On Mon, 2005-10-31 at 17:11 -0800, Mark Mitchell wrote:

> > Certainly if we can't prove f always returns a nonzero value, then a
> > warning should be issued.  If we do prove f always returns a nonzero
> > value, then I think it becomes unclear if we should generate a warning.
> 
> I don't think it's unclear; I think it should be a warning. :-)  The
> fact that f always returns a nonzero value may be a function of
> something about the current environment; I think people want this
> warning to tell them something about the code, semi-independent of the
> current environment.  It may be that I've got different ideas about how
> this ought to work from some others in the community.
We clearly disagree then.  Though my 15+ years of working with GCC I've
seen far more complaints about false positives than missing instances
of this warning.

That could be a function of users complaining about what they can see
(the false positive is noisy) vs what they can not see (a missing
warning is by its nature silent).

Even with that caveat in mind, I feel that generating new false
positives to get those cases where we're missing a warning for
a variable which was optimized away or where problem paths through
the CFG were proven unexecutable would be a mistake -- unless the
user has explicitly asked for the additional warnings.

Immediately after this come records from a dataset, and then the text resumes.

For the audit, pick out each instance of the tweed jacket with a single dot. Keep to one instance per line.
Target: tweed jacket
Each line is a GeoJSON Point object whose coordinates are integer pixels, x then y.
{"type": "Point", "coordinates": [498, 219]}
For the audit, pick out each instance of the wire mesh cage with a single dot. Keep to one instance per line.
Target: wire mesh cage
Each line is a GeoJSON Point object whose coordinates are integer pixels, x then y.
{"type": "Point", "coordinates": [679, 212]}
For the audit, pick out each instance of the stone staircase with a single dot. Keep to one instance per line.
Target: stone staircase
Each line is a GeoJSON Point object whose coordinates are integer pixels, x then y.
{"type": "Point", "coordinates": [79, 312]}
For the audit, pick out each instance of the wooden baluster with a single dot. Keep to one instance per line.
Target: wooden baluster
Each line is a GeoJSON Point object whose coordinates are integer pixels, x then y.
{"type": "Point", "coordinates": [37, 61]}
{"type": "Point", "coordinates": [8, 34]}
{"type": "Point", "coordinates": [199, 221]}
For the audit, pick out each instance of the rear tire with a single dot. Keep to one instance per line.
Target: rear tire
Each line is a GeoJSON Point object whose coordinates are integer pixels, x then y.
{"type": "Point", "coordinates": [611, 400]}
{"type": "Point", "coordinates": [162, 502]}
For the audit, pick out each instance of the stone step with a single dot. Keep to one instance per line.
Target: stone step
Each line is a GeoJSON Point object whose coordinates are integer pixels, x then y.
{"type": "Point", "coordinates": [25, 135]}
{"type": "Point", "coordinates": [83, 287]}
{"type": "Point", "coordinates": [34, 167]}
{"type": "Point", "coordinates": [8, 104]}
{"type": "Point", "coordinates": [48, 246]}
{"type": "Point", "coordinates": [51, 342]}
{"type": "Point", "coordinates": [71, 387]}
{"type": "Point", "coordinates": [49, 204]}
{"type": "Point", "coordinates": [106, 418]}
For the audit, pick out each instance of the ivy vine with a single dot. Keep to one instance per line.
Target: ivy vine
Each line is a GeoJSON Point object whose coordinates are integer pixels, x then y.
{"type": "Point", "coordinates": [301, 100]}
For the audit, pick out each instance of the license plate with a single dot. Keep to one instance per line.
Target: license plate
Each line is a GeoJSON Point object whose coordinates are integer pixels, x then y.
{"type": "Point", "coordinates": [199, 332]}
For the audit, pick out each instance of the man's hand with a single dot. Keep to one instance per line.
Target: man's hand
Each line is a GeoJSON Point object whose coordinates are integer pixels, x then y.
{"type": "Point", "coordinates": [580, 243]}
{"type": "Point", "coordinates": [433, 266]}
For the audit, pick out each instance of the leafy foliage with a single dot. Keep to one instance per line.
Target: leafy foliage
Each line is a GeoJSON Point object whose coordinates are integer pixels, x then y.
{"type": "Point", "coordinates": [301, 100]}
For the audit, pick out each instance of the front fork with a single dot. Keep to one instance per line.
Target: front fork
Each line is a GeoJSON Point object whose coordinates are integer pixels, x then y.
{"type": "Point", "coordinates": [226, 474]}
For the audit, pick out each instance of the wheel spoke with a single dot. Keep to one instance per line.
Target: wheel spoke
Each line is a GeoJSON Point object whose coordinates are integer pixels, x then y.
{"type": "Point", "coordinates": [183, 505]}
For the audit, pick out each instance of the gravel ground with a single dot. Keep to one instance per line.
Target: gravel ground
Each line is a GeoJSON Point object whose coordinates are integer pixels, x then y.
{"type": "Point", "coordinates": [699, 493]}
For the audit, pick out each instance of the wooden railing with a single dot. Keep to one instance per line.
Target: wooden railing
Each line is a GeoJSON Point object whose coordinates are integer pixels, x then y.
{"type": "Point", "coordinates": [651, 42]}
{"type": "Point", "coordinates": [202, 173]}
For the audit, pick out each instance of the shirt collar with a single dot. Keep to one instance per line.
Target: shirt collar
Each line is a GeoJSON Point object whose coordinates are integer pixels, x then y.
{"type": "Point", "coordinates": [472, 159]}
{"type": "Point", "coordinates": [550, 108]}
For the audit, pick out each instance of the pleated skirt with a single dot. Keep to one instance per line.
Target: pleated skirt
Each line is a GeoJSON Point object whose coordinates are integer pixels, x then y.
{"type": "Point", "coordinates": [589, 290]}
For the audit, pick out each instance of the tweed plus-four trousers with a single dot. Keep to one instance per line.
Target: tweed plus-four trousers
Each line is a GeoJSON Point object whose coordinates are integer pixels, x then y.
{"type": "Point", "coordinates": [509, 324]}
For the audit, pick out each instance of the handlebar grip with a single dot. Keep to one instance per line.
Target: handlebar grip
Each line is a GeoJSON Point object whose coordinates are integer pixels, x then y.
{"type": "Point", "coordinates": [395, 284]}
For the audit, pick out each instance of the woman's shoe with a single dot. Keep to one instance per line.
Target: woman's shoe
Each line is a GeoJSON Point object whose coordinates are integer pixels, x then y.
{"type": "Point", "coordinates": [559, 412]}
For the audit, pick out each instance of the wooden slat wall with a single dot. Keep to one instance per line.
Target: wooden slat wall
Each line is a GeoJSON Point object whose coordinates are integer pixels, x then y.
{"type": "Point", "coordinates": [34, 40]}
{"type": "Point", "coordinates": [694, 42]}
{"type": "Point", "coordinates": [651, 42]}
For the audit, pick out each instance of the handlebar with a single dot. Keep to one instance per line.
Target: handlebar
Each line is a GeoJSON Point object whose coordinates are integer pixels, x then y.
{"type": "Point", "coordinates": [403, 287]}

> We have to figure out where this warning ought to lie on this continuum
> in order to figure how to implement it.
I think the answer here is that there is no single answer that works
best for everyone.  I hate to say that because I don't like the always
problematical "switch creep" in GCC, but I feel in this case giving the
user control over whether or not they want these additional warnings is
warranted.


>   I think most of our optimizer
> people think the right point on the continuum lies pretty close to the
> valgrind situation.    In particular, the question they want to answer is
> "is there a code path through this function, when compiled on this
> architecture with these flags, etc., for which we might actually use an
> uninitialized value?"  Using that question, if function f always returns
> non-zero, then we should not warn.  Different levels of optimization
> give different levels of approximation to the abstractly right answer
> there; one would hope that as you crank up the optimization level, the
> answers get better, as you prove more things about the program.
>
> However, I think the right question is the more lint-like "Is there a
> code path through this function, when considered in isolation, and
> without being too clever, under which an uninitialized value is used?"
> Going back to the original example, if f always returns non-zero on all
> architectures, and always will, then why bother writing the conditional?
>  The programmer who wrote that imagined that, at some point, f might
> return zero, and then the code would be buggy.  I would consider that a
> "latent bug", and in my lint-like mindset, I want to fix it now.
And it's my belief that we need to handle both classes of users.  And
note it doesn't take anything terribly complicated to trigger into cases
where a variable appears to be uninitialized early, but is easily proven
always initialized.





> 
> > The late pass could then also warn for those variables which were
> > marked by the first pass as maybe uninitialized, but which were
> > not marked by the second pass as maybe uninitialized -- these
> > are precisely those were optimizations either eliminated problem
> > paths through the CFG or DCE eliminated the uninitialized uses.
> 
> Why doesn't that boil down to just warning about all the variables
> marked by the first pass, either right at the time of the first pass, or
> later during the second pass?
It boils down to being able to issue distinct warnings for the two
cases.  There's a difference between noting that a variable might have
been used uninitialized and noting that a variable might have been
used uninitialized, but those problem uses were removed due to
optimizations or certain paths in the CFG were proven unexecutable.